Anyway, back to the Asian wisdom – To be free, all you have to do is Let Go.

How true this is.

This week, I had three separate reminders of this truth.

  1. A client who had an unpleasant experience over the weekend. As she replayed the experience in her mind, she said it caused her undue stress. As a consequence of the negative mind state, she had started to catastrophise about unlikely, yet possible future events.
  2. I let myself get very frustrated with a project I’ve been working on for months, and hoping to finalise. A particular paper I’ve written (you’ll see it soon!) came back from the designer. It was apparent that its shortcomings were down to my messaging and positioning of the message, not the design.
  3. During a very productive Team Coaching session, some personal frustrations and grievances that were held and suffered in silence for long periods were shared and released. We had set the session up for such things to be aired respectfully, and in turn not taken personally.

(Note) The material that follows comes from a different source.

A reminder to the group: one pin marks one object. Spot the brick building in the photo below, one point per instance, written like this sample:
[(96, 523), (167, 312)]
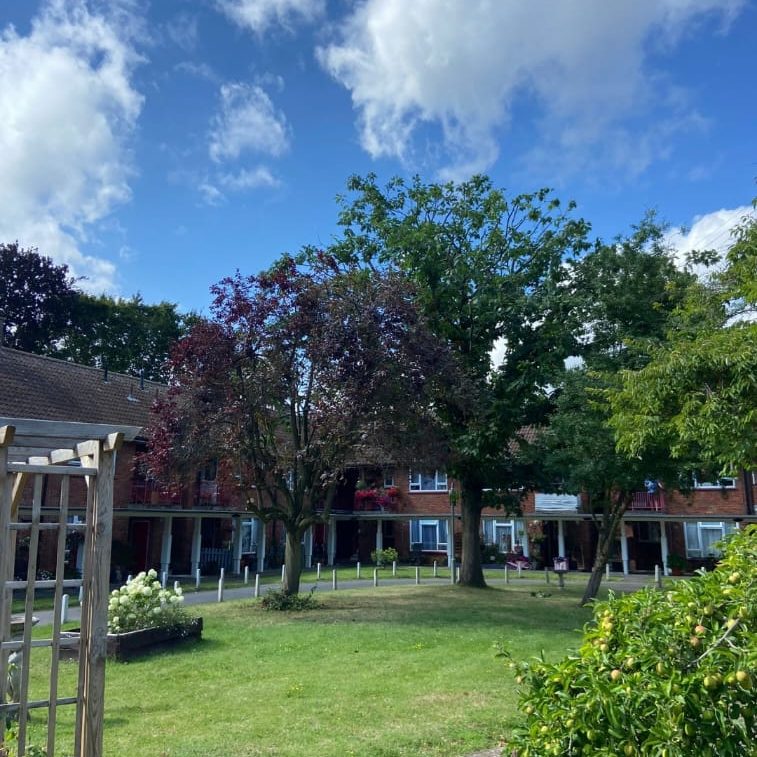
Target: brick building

In each instance, the subjects (the female client, me and the two male team members) focused on our internal locus of control. In doing so, we moved beyond the issue itself. We accepted our role, and our responsibility. We let go of our frustration and we focused on what we could do or influence next to move ourselves forward.

When our mind is present and expansive, it is like free-flowing water. It navigates obstacles and is pure by nature.

When our mind is gripped on a problem, or anxious about a possible future outcome, it is constricted and limited. It is frozen, like ice.

Edie turns 11 this week. For a couple of years when she was very young, we were exposed to the movie ‘Frozen’ on repeat. As head-wrecking as that was, the underlying message is the same.

Let It Go!

  • What frustration or problem have you been replaying and holding on to?
  • If you were to shift your locus of control back internally, instead of focusing on the problem, what would that look or feel like?
  • What will you do with this insight?